The out basket:  I asked Claudia Bingham Baker of the Olympic Region of state highways about it and she sent along a news release that essentially says the purpose is to make the road appear narrower without actually narrowing it.

“Maintenance crews working for the Washington State Department of Transportation have taken an innovative approach to help motorists focus on the road and drive the speed limit on a portion of State Route 106 southwest of Belfair,” it said.

“On September 15, WSDOT widened the edge stripe and center line stripes along the roadway from the standard 4 inches to 8 inches. The wider stripe will encroach into the lane and thus not reduce the width of roadway shoulders. From a driver’s perspective, the wider stripe not only increases visibility of the edge stripe, but it also gives the appearance of a slightly narrowed lane, which research has shown improves compliance to the posted speed limit.

“Over the past decade, researchers have found that wider edge lines can improve vehicle operations,” said WSDOT Traffic Engineer Steve Kim. “A 2012 Texas Transportation Institute study provided evidence that wider edge lines are a cost effective, statistically sound approach to reducing crashes and fatalities on a two-lane rural highway.”

“The wider edge line runs along eight miles of SR 106 from milepost 12.2 (near Twanoh State Park) to milepost 20 (near State Route 3).

“WSDOT conducted a speed study before the wider edge lines were installed, and will do so again in the coming months to evaluate the effects of the wider edge lines, and compare results to the 2012 Texas Transportation Institute study.  According to the study, at least 22 other states are currently using the wider edge lines.”

Claudia says I would encounter the same thing on two-lane Highway 302 in Pierce and Mason counties, and four-lane Highway 8 west of Olympia, where it’s also being tried.

“We’ll have to see how the pilot performs to see if we choose to expand the striping (to other highways),” she said

Highway 106 project on South Shore will replace culvert

The in basket: Cynthia Collier writes, “I drive State Route 106 every day to/from Union for work. Can you tell me what the road construction project is that’s taking place near the Twanoh Falls private beach area?

“Looks pretty extensive,” she said, “has the speed limit reduced to 25 mph, and has the road reduced to one lane, stopping traffic just about every morning. We’re all wondering what’s going on and how long it’s anticipated to last.”

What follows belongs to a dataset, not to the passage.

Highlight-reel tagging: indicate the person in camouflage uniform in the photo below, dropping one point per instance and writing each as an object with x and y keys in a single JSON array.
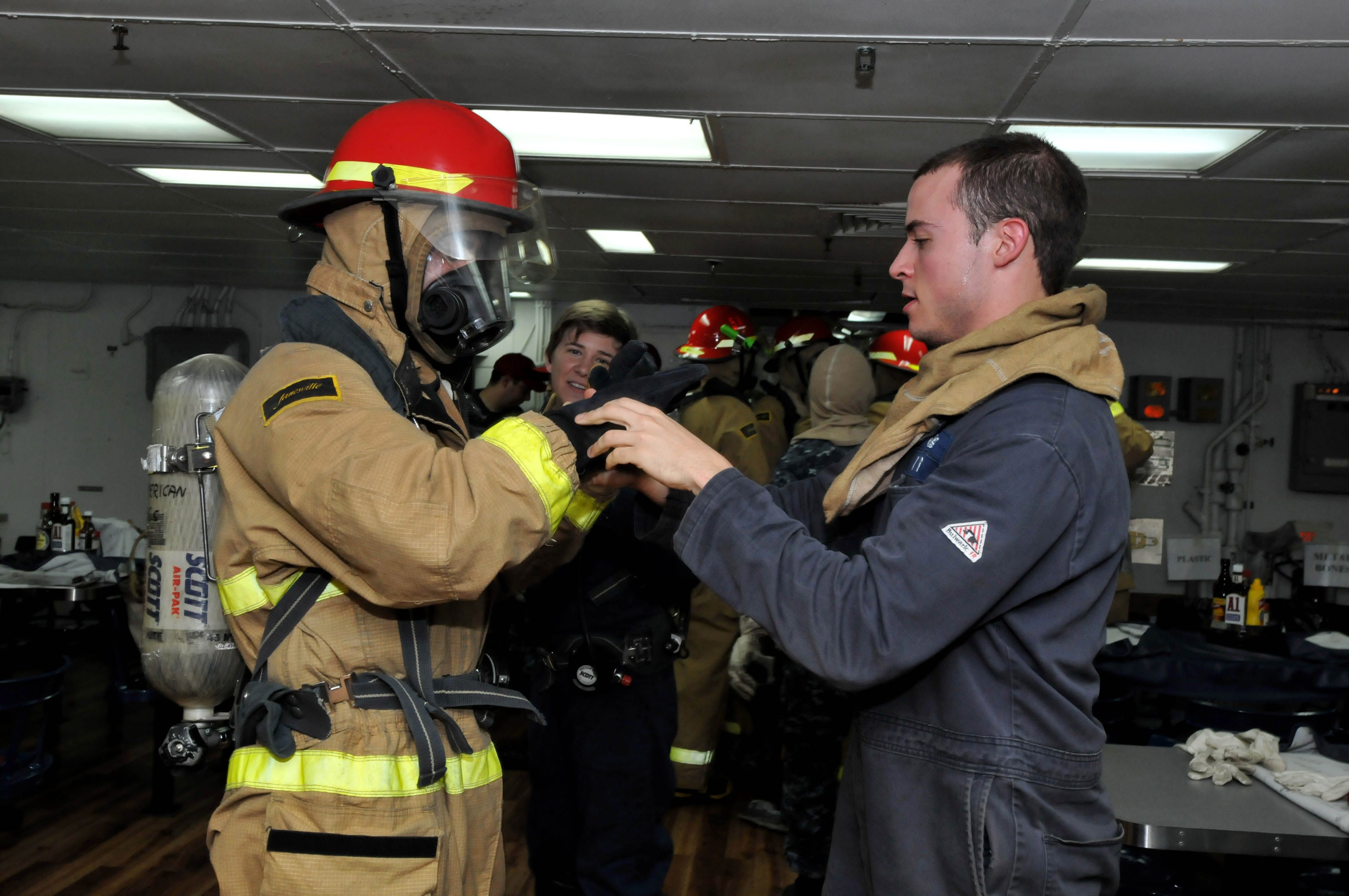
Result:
[{"x": 815, "y": 716}]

The out basket: It’s another in the series of culvert replacements the state (and the counties) are doing to remove fish passage obstacles. It will continue through October and is, indeed, expensive, costing $6.3 million dollars.

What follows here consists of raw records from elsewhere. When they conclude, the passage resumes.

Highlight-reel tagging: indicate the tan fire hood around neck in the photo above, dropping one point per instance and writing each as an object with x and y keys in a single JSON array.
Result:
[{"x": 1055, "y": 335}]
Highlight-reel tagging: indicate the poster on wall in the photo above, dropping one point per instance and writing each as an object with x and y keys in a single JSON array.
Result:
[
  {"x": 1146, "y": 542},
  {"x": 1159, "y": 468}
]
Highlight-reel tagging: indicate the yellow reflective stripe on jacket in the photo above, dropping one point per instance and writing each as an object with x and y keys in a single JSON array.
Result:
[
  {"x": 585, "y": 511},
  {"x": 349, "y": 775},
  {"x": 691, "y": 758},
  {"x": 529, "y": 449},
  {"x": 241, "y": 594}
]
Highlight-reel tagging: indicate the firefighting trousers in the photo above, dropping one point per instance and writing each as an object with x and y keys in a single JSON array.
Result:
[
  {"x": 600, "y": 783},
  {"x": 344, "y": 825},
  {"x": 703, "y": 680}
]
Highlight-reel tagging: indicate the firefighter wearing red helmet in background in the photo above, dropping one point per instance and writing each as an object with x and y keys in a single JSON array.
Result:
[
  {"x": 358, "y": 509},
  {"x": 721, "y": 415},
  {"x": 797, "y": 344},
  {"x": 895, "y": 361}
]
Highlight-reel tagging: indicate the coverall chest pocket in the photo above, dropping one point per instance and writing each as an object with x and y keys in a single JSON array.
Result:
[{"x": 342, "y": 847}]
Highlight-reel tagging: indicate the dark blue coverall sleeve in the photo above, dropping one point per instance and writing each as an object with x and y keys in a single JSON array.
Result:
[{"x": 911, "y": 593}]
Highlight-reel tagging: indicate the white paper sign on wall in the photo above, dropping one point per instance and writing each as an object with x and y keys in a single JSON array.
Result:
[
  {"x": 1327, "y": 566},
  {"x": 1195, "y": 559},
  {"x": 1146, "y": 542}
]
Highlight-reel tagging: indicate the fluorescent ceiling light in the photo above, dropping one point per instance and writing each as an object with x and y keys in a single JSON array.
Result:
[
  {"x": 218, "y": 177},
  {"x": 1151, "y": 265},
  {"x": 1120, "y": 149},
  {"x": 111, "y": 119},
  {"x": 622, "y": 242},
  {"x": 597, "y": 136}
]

According to the project Web site, http://www.wsdot.wa.gov/Projects/SR106/TwanohFallsImprovements/, “As part of an agreement with Washington Department of Fish and Wildlife, WSDOT is moving away from the repetitive repair of roadways that require recent, frequent and chronic maintenance repairs. Instead, WSDOT concentrates on long-term solutions that will optimize the improvements for fish and fish habitat, while also addressing transportation needs.
“The highway crossing has had a long standing problem of sediment accumulation,” it said, “requiring frequent excavation by maintenance crews to maintain creek flow and prevent flooding of the highway and adjacent properties. The sedimentation also poses fish passage problems.
“The culvert currently in place under SR 106 is too small. Replacing it with a larger one will improve creek flow, allow for fish passage and reduce sediment buildup. This will save money on frequent maintenance costs.
Since 1991, WSDOT has completed 269 fish barrier removal projects opening up over 904 miles of potential upstream habitat for fish,” the Web site said.